The immigrant advocates say the final rule is invalid because it was proposed by former acting Homeland Security Secretary Kevin McAleenan and finalized under Wolf, both of whom were found to have been improperly appointed by a government watchdog last week. The Government Accountability Office found McAleenan and Wolf did not follow the proper order of succession after former Homeland Security Secretary Kirstjen Nielsen resigned in April 2019. That report followed a federal judge’s ruling in March that concluded Cuccinelli’s appointment was also invalid.

Beyond challenging the legitimacy of the agency’s leaders, the groups also claim Homeland Security was motivated by “racial animus” toward people from nonwhite-majority nations. They say the agency also failed to provide a “cogent explanation” as to why the fee hikes are needed.

USCIS said it had to increase fees by 20% on average to help cover operational costs because its previous fee schedule would have left the agency underfunded by $1 billion per year.

“These overdue adjustments in fees are necessary to efficiently and fairly administer our nation’s lawful immigration system, secure the homeland and protect Americans,” said Joseph Edlow, USCIS deputy director for policy, in a July 31 statement.

The immigrant advocates say Homeland Security failed to explain what happened to its $400 million budget surplus, how it spent a $1 billion carryover from fiscal year 2017, why it expects a $1.4 billion increase in costs, or how the extra revenue from fee hikes will be spent.

The department said the extra revenue will pay for new hires, salary raises and “net additional costs.” The plaintiffs say Homeland Security leaves 63% of new revenue spending “completely unexplained.”

Immigrant advocates say the fee hikes are also illegal because Homeland Security plans to use them to cover things like immigration enforcement, which is outside the scope of USCIS’s mission of processing and adjudicating immigration applications.

Additionally, the plaintiffs complain that imposing nonwaivable fees on asylum applicants contradicts the protections Congress intended to provide for those fleeing persecution in foreign countries and seeking refuge in the United States.

“USCIS is trying to impose a fee for first-time asylum seekers in contrast to what Congress has specified — that filing for asylum should be free,” said Kaveena Singh, managing attorney for co-plaintiff East Bay Sanctuary Covenant. “Asylum seekers often have been forced to flee for their lives to escape persecution and arrive in the U.S. with nothing more than the clothes on their backs.”

The lawsuit claims Homeland Security violated the Due Process Clause of the Fifth Amendment by failing to consider the financial circumstances of asylum applicants. It further accuses the agency of violating the Regulatory Flexibility Act by reaching the “unsupported and irrational” conclusion that the rule will have no significant impact on small businesses.

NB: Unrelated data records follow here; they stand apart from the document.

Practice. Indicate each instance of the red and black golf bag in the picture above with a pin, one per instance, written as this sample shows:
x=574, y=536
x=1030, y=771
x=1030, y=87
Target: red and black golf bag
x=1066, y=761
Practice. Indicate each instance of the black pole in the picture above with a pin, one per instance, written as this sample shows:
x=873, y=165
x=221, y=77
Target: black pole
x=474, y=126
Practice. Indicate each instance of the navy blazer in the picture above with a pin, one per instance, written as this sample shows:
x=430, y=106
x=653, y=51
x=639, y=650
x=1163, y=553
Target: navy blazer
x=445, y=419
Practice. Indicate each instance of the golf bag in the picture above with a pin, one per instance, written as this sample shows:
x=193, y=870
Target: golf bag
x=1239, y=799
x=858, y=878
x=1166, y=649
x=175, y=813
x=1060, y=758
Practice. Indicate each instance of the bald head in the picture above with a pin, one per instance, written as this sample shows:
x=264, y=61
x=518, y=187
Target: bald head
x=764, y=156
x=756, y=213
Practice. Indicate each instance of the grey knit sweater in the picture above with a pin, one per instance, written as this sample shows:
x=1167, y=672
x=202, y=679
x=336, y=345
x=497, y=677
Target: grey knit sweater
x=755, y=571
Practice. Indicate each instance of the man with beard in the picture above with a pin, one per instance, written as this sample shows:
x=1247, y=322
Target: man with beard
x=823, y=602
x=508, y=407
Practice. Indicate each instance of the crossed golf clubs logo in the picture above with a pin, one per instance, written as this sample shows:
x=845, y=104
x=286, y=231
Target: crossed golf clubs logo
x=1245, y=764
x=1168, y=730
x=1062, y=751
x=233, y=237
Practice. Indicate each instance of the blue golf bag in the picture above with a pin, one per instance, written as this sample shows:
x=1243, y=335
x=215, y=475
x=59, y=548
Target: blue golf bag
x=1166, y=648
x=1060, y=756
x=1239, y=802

Homeland Security was also motivated by a “discriminatory purpose” to impose hardships on people of color when it passed the rule in violation of the Equal Protection Clause of the Fifth Amendment, the plaintiffs say.

Other claims include violations of the Federal Vacancies Reform Act, appointments clause of the Homeland Security Act, and Administrative Procedure Act.

The plaintiffs seek a preliminary and permanent nationwide injunction to deem the rule invalid.

Other plaintiffs in the lawsuit include the Coalition for Humane Immigrant Rights, Catholic Legal Immigration Network Inc., International Rescue Committee, OneAmerica, Asian Counseling and Referral Service, and Illinois Coalition for Immigrant and Refugee Rights.

A USCIS spokesperson declined to comment on the litigation.